Superstorm Sandy slammed the Garden State more than three and a half years ago, but the program that was created to help flooded homeowners sell their properties and get a fresh start is still going strong.

Through the state Department of Environmental Protection's Blue Acres buyout program, the state is planning to spend $300 million in federal funds on buying 1,300 homes in flood-prone areas.

According to Fawn McGee, the program's director, money to buy 836 homes in eight counties has been secured since May 2013 when the program was launched.

“You know we’ve got a lot of areas that are repeatedly flooded and Sandy just broke the camel’s back,” she said.

The numbers so far:

— Offers made on 755 homes in 12 municipalities
— 581 families have accepted buyout offers
— 462 closings have been completed
— There have been 346 demolitions

McGee said in areas where homes have been knocked down, “they are starting to basically become an open-space flood storage, so when we get another flood those properties are the properties that are going to be able to absorb that additional flood water, and that will help to protect the rest of the neighborhood.”

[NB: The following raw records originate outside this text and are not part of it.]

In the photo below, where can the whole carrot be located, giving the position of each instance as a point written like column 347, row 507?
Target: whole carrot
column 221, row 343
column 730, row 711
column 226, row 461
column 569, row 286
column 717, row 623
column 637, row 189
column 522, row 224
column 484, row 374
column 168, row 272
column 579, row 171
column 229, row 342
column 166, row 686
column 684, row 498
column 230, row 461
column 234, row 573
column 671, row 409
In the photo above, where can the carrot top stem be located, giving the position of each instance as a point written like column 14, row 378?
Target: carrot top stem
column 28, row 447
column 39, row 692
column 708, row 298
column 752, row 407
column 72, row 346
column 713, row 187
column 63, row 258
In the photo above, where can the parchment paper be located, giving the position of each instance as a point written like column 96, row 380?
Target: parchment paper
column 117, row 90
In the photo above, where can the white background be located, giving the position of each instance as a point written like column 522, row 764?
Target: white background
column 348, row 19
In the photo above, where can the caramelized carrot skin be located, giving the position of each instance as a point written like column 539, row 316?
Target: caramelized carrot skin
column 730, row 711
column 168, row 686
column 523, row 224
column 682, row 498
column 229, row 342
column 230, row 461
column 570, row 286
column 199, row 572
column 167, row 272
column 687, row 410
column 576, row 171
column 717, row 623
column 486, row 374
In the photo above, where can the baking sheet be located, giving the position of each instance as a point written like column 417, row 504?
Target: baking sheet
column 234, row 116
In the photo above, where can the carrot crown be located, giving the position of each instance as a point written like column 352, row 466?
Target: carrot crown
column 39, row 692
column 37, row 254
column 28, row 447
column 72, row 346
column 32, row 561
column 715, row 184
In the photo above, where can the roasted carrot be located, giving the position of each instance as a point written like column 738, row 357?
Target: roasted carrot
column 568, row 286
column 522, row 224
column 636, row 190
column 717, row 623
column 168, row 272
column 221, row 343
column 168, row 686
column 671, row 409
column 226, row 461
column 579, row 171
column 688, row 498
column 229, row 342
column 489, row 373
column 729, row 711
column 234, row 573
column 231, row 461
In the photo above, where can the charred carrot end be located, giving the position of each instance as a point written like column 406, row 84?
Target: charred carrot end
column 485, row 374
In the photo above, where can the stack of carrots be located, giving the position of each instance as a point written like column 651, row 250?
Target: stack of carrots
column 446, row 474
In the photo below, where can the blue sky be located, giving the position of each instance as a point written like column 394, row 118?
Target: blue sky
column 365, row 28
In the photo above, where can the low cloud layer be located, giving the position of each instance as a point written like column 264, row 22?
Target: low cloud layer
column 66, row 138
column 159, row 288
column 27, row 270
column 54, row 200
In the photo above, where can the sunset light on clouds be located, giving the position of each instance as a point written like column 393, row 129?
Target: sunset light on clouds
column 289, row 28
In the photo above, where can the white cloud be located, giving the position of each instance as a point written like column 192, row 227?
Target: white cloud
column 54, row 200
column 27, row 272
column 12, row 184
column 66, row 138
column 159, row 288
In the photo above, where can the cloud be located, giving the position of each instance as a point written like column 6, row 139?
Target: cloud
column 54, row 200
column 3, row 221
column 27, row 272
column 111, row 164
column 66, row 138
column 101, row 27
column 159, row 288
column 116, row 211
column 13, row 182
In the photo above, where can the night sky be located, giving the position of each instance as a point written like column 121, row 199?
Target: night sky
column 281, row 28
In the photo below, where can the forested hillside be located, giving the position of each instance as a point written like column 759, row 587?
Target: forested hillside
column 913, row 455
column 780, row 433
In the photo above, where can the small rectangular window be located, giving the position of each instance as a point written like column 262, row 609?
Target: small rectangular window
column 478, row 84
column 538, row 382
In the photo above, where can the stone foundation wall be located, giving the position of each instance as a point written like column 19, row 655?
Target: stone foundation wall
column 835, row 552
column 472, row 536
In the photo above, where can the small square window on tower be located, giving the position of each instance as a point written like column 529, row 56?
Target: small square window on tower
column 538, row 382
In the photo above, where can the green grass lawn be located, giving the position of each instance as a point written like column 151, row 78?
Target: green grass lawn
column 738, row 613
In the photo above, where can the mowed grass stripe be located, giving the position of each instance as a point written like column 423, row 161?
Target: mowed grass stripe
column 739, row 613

McGee explained when homeowners apply to be part of the Blue Acres program, they supply photos and other proof of repetitive loss from flooding that they’ve had to deal with. When several people in a community indicate they are interested in leaving, Blue Acres officials will confer with local leaders to make sure everyone is on board.

“If it looks like a viable opportunity, we roll our sleeves up and get busy on our application process,” she said.

State officials must demonstrate cost-effective measures are being taken for each project in order to be able to get approval to use federal funds. Once that happens, a long process begins to gather appraisals and environmental reviews.

“Our job once we get the federal approval, is to give them as much money as we can so they can move on with their lives,” she said.

The agency to date has received $165 million from FEMA and $100 million from HUD.

She says ocal communities ultimately decide what will happen to the areas where properties are bought out and demolished, but no new building is allowed on the site, because federal rules mandate the area must remain open space.